Single by 21 Savage, Travis Scott, and Metro Boomin

from the album American Dream
- Released: January 23, 2024
- Recorded: 2023
- Genre: Trap
- Length: 3:48
- Label: Slaughter Gang; Epic;
- Songwriters: Shéyaa Abraham-Joseph; Jacques Webster II; Leland Wayne; Douglas Whitehead;
- Producer: Metro Boomin

21 Savage singles chronology
| "Redrum" / "N.H.I.E." (2024) | "Née-Nah" (2024) | "Prove It" (2024) |

Travis Scott singles chronology
| "Water" (remix) (2023) | "Née-Nah" (2024) | "Fein" (2024) |

Metro Boomin singles chronology
| "Calling" (2023) | "Née-Nah" (2024) | "Type Shit" (2024) |

= Née-Nah =

2024 single by 21 Savage, Travis Scott, and Metro Boomin

"Née-Nah" is a song by British-American rapper 21 Savage, American rapper and singer Travis Scott, and American record producer Metro Boomin.
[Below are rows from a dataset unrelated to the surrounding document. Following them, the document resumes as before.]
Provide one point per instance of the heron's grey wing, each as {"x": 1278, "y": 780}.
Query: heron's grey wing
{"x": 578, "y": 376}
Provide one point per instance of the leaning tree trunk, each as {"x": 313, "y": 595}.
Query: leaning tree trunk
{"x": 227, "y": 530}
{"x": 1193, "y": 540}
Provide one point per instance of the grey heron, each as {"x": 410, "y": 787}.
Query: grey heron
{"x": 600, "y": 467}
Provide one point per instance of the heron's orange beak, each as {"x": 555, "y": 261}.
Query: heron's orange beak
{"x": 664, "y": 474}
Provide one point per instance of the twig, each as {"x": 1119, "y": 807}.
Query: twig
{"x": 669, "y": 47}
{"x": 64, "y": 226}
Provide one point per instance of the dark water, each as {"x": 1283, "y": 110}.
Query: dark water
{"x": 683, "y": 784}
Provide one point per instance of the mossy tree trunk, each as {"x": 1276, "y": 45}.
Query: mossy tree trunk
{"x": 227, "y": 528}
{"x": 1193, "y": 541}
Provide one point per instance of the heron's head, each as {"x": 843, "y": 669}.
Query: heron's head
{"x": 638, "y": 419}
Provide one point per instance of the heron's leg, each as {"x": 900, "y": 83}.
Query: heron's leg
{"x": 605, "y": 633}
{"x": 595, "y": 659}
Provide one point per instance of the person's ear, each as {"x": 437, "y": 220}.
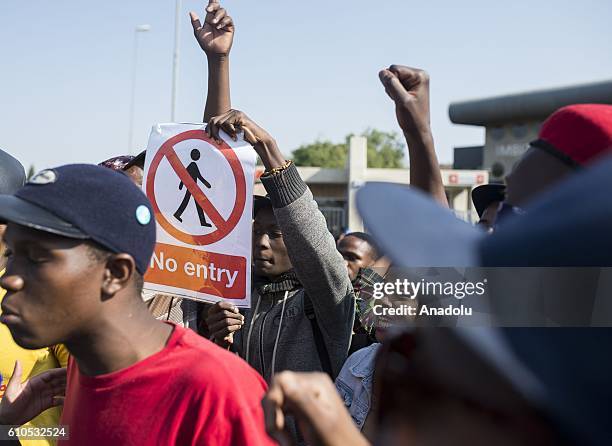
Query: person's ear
{"x": 118, "y": 273}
It was sent to US rhythmic radio through Slaughter Gang and Epic Records as the third single from the former's third studio album, American Dream, on January 23, 2024. Produced solely by Metro Boomin, the three artists wrote the song alongside Dougie F.

==Critical reception==
Ratings Game Music praised Travis Scott for his verse on the song, explaining that "his punchlines are crisp, he doesn't sound as robotic, and his confidence is on another level" and also praised 21 Savage, "highlighting the aggression he raps with, how competitive his lyrics are, and his easy-to-understand punchlines". Matthew Ritchie for Pitchfork felt that Travis Scott is one of the "vestigial appendages" on the album. Rolling Stones Mosi Reeves described him as one of the "bold-faced names" to appear on the album.

==Personnel==
===Musicians===
- Shéyaa Abraham-Joseph – lead artist, vocals, songwriter, composer
- Jacques Webster II – lead artist, vocals, songwriter, composer
- Leland Wayne – lead artist, production, vocals, songwriter, composer
- Drake - Backing vocals (Uncredited)
- Douglas Whitehead – songwriter, composer

===Technical===
- Isaiah Brown – recording
- Mike Bozzi – mastering
- Miles Walker – mixing
- Shawn Pedan – assistant engineer

==Charts==

===Weekly charts===

Weekly chart performance for "Née-Nah"
| Chart (2024) | Peak position |
|---|---|
| Australia (ARIA) | 34 |
| Australia Hip Hop/R&B (ARIA) | 7 |
| Austria (Ö3 Austria Top 40) | 27 |
| Canada Hot 100 (Billboard) | 8 |
| Czech Republic Singles Digital (ČNS IFPI) | 68 |
| France (SNEP) | 108 |
| Global 200 (Billboard) | 8 |
| Ireland (IRMA) | 27 |
| Italy (FIMI) | 82 |
| Latvia (LAIPA) | 5 |
| Lithuania (AGATA) | 12 |
| Luxembourg (Billboard) | 22 |
| Netherlands (Single Top 100) | 49 |
| New Zealand (Recorded Music NZ) | 23 |
| Norway (VG-lista) | 31 |
| Poland (Polish Streaming Top 100) | 38 |
| Portugal (AFP) | 51 |
| Slovakia Singles Digital (ČNS IFPI) | 17 |
| South Africa (TOSAC) | 14 |
| Sweden (Sverigetopplistan) | 81 |
| Switzerland (Schweizer Hitparade) | 12 |
| UAE (IFPI) | 14 |
| UK Singles (OCC) | 23 |
| UK Hip Hop/R&B (OCC) | 8 |
| US Billboard Hot 100 | 10 |
| US Hot R&B/Hip-Hop Songs (Billboard) | 5 |
| US Rhythmic Airplay (Billboard) | 9 |

===Year-end charts===

Year-end chart performance for "Née-Nah"
| Chart (2024) | Position |
|---|---|
| US Hot R&B/Hip-Hop Songs (Billboard) | 65 |

==Certifications==

Certifications for "Née-Nah"
| Region | Certification | Certified units/sales |
| Brazil (Pro-Música Brasil) | Gold | 20,000^{‡} |
| Canada (Music Canada) | Platinum | 80,000^{‡} |
| New Zealand (RMNZ) | Gold | 15,000^{‡} |
| United States (RIAA) | Platinum | 1,000,000^{‡} |
^{‡} Sales+streaming figures based on certification alone.